Why do people get mad? I had a psychologist ask me one time why I did not get mad after a certain event which I assume normally makes people mad. That question was what upset me. What good does it do a person to get mad? Do actual results come from that? I found it funny for a person that is supposed to help someone with things they are going through, to tell her client that he should get mad. I instantly felt like the smarter person in the room and that I was going to get no help there.

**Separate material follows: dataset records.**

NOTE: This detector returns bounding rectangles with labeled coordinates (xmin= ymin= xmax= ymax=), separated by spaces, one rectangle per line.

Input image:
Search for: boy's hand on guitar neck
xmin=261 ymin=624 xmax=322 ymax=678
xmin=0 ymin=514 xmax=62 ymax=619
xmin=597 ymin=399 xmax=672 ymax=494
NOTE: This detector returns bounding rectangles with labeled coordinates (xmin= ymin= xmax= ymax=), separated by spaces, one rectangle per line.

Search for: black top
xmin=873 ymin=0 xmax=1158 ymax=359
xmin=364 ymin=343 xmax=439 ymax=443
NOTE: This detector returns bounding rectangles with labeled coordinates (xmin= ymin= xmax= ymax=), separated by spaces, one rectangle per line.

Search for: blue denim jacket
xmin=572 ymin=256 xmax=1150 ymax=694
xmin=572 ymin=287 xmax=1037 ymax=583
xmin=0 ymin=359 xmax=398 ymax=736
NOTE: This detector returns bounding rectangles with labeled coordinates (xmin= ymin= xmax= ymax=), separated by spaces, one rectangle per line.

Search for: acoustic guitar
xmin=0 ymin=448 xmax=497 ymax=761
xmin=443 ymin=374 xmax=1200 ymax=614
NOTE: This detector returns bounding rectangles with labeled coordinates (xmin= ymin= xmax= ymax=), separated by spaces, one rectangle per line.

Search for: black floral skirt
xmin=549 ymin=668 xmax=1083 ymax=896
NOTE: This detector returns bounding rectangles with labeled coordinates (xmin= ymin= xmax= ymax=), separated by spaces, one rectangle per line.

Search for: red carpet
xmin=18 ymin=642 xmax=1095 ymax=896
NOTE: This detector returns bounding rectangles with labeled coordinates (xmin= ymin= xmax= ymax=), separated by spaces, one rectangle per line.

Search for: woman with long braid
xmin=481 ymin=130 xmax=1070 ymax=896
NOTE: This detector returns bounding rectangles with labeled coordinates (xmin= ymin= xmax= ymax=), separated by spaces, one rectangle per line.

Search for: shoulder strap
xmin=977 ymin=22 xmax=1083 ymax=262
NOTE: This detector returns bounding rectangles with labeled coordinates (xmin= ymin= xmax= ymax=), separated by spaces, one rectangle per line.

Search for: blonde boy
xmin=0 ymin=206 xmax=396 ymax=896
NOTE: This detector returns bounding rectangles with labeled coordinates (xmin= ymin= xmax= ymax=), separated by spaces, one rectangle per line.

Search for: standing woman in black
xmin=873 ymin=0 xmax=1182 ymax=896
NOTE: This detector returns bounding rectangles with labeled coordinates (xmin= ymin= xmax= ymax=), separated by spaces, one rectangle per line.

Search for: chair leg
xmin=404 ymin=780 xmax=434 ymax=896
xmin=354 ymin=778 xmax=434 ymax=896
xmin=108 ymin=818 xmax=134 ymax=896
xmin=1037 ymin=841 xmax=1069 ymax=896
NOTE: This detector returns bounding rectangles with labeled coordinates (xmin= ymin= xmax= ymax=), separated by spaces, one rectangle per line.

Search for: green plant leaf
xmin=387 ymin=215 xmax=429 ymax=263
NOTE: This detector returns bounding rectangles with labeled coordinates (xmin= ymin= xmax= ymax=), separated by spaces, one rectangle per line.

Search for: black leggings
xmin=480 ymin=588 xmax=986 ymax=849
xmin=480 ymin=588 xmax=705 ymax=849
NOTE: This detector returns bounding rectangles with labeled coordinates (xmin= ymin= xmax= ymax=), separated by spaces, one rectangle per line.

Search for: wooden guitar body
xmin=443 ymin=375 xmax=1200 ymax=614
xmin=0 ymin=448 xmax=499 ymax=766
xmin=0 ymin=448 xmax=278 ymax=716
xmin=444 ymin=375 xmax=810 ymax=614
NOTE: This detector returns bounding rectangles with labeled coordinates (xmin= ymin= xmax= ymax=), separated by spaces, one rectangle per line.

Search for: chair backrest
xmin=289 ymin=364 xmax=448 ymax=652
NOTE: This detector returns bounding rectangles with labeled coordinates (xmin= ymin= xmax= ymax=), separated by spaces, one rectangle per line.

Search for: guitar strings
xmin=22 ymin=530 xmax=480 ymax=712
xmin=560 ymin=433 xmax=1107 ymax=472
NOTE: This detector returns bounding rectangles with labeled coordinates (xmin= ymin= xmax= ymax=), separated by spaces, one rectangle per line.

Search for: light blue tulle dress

Why? Because intelligence is definitely rooted in logic and with logic a determined peace. I have vowed to myself to always try to make sense of a conflict I have with another person, and to try to use any understanding I get to resolve that with the person. Now, unfortunately this theory doesn't apply very well when a person is mad at me, because I can't avoid laughing my head off at inopportune times and probably making a situation worse. That isn't to say I wouldn't try to work with them to help them be less mad at me, I just don't understand madness enough to be sensitive to it, and so I make things worse for myself.

Don't be mad get glad. It always sounds like the easy answer that won't really happen, but you can definitely fool yourself into a good mood if you try hard enough. And why not, people may say you're in denial or hiding things to not confront them, but why not be happy when you can, bad things will likely happen sometime, and you might as well have something to look back on.

I feel like I haven't said anything tonight, but sometimes it's not the point.